A question remains regarding the degree to which imagery was involved in temporal anticipation. While anticipation could entail imagery, such imagery may enhance beta ERD rather than reduce it, as we observed. Previous work showed imagining metrical stresses on unaccented auditory beats enhanced beta ERD12. Also, imagined movement caused more beta ERD at the time of the movement onset13 compared to baseline where no movement was imagined, and demanding motor imagery caused stronger beta ERD than simple motor imagery67. We found other EEG and MEG studies which investigated musical and temporal imagery but only evoked responses were analysed68,69,70. It would therefore be beneficial to specifically manipulate imagery within the temporal anticipation paradigm. This could be done by providing more or less musical context via score reading to ensure the stimuli remain simple enough to result in interpretable oscillatory responses. Also unanswered is how the observed beta effect specifically relates to different types of high-level endogenous processes, although we speculate that sustained attention likely played a major role here. Manipulations of uncertainty and attention could help determine whether the hypothesised cause for the observed beta ERD reductions is supported. For example, uncertainty could be manipulated by removing the visual cues from the EEG paradigm or providing false cues. Attention could be manipulated by requiring two simultaneous and demanding tasks. The possible role of temporal prediction could be examined by manipulating the predictability of the stimulus tempo changes by contrasting step-changes (highly predictable) and gradual changes (not predictable). Additionally, analyses beyond the beta range could be carried out. In particular, alpha-band power could be affected by temporal anticipation and top-down attention. Previously, studies hypothesised that increased attention at the time of an expected visual target within a rhythmic visual sequence was responsible for alpha ERD when the target was late71. Also depth of alpha ERD has been related to inter-stimulus interval during predictive rhythmic visual sequences72. Thus, alpha and beta oscillations may both play roles in temporal anticipation.

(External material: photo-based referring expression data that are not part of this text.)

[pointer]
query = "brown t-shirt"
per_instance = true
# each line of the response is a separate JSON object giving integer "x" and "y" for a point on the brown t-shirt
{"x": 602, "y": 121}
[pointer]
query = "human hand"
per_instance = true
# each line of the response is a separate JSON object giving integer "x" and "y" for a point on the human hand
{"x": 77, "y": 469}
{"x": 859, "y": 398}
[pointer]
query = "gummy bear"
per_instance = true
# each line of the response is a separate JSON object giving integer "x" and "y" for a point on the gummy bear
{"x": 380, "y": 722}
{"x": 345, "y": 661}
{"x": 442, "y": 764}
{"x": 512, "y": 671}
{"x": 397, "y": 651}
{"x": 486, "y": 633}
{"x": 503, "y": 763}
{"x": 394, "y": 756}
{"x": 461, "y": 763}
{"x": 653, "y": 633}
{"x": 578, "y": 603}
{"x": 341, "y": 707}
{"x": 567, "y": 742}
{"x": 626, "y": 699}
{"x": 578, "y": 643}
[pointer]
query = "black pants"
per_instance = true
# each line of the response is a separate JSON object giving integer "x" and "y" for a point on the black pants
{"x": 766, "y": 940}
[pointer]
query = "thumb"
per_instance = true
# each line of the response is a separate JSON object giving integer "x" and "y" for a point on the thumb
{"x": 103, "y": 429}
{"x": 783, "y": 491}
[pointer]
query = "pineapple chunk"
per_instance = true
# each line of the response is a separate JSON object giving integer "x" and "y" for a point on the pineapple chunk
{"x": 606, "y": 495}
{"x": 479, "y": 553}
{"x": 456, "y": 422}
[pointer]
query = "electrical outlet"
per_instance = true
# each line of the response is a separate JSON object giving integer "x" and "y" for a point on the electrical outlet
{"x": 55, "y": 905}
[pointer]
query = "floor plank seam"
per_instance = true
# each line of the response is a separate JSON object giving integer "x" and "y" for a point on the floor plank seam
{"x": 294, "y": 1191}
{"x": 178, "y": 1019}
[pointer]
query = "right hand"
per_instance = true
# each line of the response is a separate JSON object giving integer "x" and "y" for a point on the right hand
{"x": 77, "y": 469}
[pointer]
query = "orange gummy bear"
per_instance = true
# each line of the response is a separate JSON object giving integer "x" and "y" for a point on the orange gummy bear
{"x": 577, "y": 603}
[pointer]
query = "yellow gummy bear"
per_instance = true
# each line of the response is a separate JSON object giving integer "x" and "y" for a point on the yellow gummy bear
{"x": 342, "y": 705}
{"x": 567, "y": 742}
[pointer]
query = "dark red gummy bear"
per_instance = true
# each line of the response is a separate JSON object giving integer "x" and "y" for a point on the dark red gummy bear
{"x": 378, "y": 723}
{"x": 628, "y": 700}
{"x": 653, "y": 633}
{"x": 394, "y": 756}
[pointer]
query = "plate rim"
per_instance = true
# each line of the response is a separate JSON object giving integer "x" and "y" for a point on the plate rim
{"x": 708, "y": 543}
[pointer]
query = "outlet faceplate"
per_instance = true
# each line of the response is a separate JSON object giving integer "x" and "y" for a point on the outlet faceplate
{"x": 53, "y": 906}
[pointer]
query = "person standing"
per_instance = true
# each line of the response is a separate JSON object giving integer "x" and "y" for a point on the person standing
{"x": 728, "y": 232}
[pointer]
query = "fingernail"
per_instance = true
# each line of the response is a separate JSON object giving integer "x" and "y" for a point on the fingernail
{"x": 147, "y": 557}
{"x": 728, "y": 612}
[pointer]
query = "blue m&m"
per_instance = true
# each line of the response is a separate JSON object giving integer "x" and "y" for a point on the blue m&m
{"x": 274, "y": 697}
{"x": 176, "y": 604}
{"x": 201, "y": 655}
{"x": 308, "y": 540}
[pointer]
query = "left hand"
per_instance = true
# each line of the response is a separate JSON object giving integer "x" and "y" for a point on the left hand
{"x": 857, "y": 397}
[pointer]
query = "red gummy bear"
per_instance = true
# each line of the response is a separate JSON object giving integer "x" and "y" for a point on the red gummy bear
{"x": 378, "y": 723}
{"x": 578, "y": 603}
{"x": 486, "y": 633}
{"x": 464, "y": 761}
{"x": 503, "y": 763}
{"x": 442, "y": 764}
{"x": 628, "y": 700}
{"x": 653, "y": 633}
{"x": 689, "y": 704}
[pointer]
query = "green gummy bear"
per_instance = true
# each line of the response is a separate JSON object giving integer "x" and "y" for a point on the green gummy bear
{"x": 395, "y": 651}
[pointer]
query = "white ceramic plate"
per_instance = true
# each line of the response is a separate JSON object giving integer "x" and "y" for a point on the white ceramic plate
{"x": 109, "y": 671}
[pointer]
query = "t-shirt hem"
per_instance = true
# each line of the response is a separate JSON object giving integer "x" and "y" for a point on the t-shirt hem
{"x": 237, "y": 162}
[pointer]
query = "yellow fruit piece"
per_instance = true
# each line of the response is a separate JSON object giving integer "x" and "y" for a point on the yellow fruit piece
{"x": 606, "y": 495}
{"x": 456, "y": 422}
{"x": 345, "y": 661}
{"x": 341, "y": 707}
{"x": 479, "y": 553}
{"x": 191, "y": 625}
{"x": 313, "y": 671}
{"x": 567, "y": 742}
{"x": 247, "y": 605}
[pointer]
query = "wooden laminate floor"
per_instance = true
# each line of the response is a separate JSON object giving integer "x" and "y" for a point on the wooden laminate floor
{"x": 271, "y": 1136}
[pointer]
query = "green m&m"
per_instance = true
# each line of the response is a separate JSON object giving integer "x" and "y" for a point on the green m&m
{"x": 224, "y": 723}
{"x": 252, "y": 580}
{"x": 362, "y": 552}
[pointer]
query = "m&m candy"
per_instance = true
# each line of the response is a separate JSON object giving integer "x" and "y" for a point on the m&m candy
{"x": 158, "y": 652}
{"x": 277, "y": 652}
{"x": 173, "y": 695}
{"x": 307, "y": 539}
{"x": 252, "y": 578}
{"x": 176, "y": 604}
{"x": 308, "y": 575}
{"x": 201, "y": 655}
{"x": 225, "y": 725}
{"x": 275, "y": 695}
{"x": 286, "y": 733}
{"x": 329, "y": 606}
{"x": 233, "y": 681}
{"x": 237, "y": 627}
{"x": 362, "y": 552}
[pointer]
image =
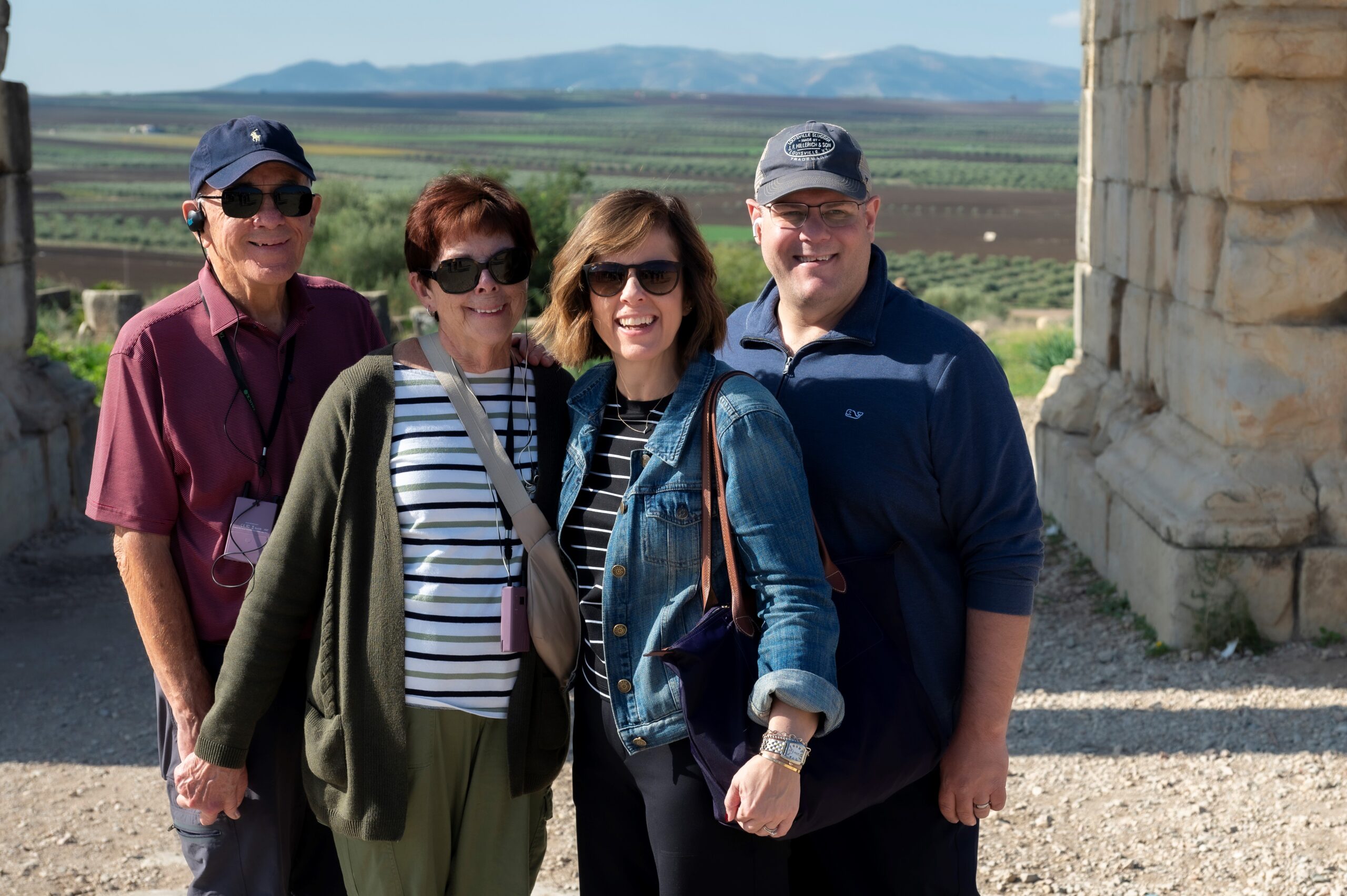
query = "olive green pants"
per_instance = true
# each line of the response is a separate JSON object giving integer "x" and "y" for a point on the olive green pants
{"x": 465, "y": 836}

In general, the beta power modulations we observed aligned with the timing of isochronous stimuli, supporting the working hypothesis that the brain maintains predictions based on stimulus properties73,74,75,76,77,78,79,80,81,82. However, our neural and behavioural results also suggest that intentional mental states like anticipation can lead to alterations of the ongoing neural processes. We demonstrated that cued anticipation afforded improved tempo-change onset detection, and the effort of anticipating tempo changes weakened beta ERD coming from a neural component that involved both auditory and motor sources. Our results suggest that multiple neural sources may be active during top-down temporal anticipation, and that increased attention is likely the cognitive function underpinning such temporal anticipation. Future work investigating temporal anticipation during actual tempo changes would be informative to further understand neural mechanisms for timing processing.